See ‘Friends With Kids’ With Someone You Love (But Not Love-Love)

Friends With Kids

You can forget about big comedies being headlined by a single name star — a Jim Carrey or an Adam Sandler — because those guys have slowly given way to ever-evolving, cross-pollinating cliques. Moviemakers are starting to realize what sketch comedy groups and improv troupes have long known: Familiarity breeds contempt.

The Judd Apatow/Freaks and Geeks collective has branched off into what could be called the Bridesmaids posse, and Friends with Kids is their first follow-up effort (sort of).

The brainchild of Jennifer Westfeldt (Kissing Jessica Stein), who wrote, produced, directed, and stars in the film, summons Bridesmaids alums Kristen Wiig, Maya Rudolph, Chris O’Dowd, and Jon Hamm (who happens to be Westfeldt’s long-time boyfriend) along with Apatow regular Adam Scott (Parks and Recreation) for an ensemble comedy about two lifelong friends (Westfeldt and Scott) who decide to have a kid together without becoming a couple and falling into the sexless vortex that has claimed two of their friends (O’Dowd and Rudolph) or enduring the bitter acrimony that is killing two others (Wiig and Hamm). Their decision, of course, wreaks havoc on all involved.

The charm and intimacy of the cast brings vitality to some pretty threadbare territory, and the genuinely funny moments (and there are plenty) more than make up for the groan-worthy clichés that seep through the molding (can we put a moratorium on scenes where men are haplessly thwarted by the complexity of a diaper?).

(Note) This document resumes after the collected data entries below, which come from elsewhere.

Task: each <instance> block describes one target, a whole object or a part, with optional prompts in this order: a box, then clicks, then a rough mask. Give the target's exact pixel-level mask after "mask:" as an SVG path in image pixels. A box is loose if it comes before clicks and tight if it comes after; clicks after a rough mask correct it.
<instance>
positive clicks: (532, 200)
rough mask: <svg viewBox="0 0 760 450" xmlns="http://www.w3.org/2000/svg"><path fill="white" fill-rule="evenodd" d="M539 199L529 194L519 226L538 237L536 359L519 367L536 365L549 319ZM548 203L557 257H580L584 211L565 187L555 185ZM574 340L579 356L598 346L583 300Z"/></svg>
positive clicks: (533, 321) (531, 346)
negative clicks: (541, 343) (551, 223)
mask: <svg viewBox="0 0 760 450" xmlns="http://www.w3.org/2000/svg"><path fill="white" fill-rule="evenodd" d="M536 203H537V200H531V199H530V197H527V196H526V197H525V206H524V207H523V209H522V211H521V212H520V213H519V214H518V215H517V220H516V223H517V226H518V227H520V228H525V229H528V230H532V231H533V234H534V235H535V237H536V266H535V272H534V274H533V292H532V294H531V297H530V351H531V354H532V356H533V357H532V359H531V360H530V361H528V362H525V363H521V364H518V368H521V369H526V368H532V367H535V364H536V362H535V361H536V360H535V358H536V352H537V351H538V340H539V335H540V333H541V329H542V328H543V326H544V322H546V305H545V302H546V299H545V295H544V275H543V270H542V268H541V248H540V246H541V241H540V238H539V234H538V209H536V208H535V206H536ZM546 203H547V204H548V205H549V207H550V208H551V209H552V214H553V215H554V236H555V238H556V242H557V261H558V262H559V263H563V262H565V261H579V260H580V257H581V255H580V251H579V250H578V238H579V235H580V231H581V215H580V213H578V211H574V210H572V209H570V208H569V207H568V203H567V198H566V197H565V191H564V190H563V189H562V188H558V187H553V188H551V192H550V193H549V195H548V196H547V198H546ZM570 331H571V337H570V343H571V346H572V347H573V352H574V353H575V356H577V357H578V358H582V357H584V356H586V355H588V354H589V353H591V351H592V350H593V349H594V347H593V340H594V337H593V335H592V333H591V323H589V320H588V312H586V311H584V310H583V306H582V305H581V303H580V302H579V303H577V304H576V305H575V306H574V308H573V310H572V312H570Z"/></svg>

Scott and Westfeldt have an easy chemistry that makes their onscreen friendship feel organic and the final reel confessional, which is not a spoiler to anyone who has seen a movie ever, is completely sold by Scott even as he teeters dangerously on the brink of repeating Billy Crystal’s New Year’s Ever monologue from When Harry Met Sally verbatim. But the most hilarious lines by far are delivered by Rudolph and O’Dowd — the former’s exasperation and the latter’s laconic delivery (the guy just makes everything he says seem funny, even when it’s not a zinger) are a perfect combination.

Although Westfeldt plays against type by pairing Wiig and Hamm — so great together in Bridesmaids — in a largely dramatic role as a once-hot-for-each-other couple that have spiraled into frigidity and outright hostility, the parts don’t give either one much to do. Wiig suffers the most, as she spends most of the movie silently staring daggers and crying — not really the sort of thing you expect to see when Wiig is on screen. Hamm, at least, is given one gasp-inducing line (you’ll know it when you hear it) and an absolutely dynamite dinner table confrontation with Scott that is uncomfortably tense and beautifully played by both actors.

Oh, and, Megan Fox is dutifully okay as a really hot girl.

Friends With Kids won’t break any new ground the way Bridesmaids did, but it is a romantic comedy that has more smarts, a little more edge, and many more laughs than the three Jennifer Aniston movies you instantly thought of when you read the words “romantic comedy.” Just a piece of advice: See it with someone you feel fairly comfortable with, because each joke has the potential for a “Why did you think that was funny?” Q&A afterwards.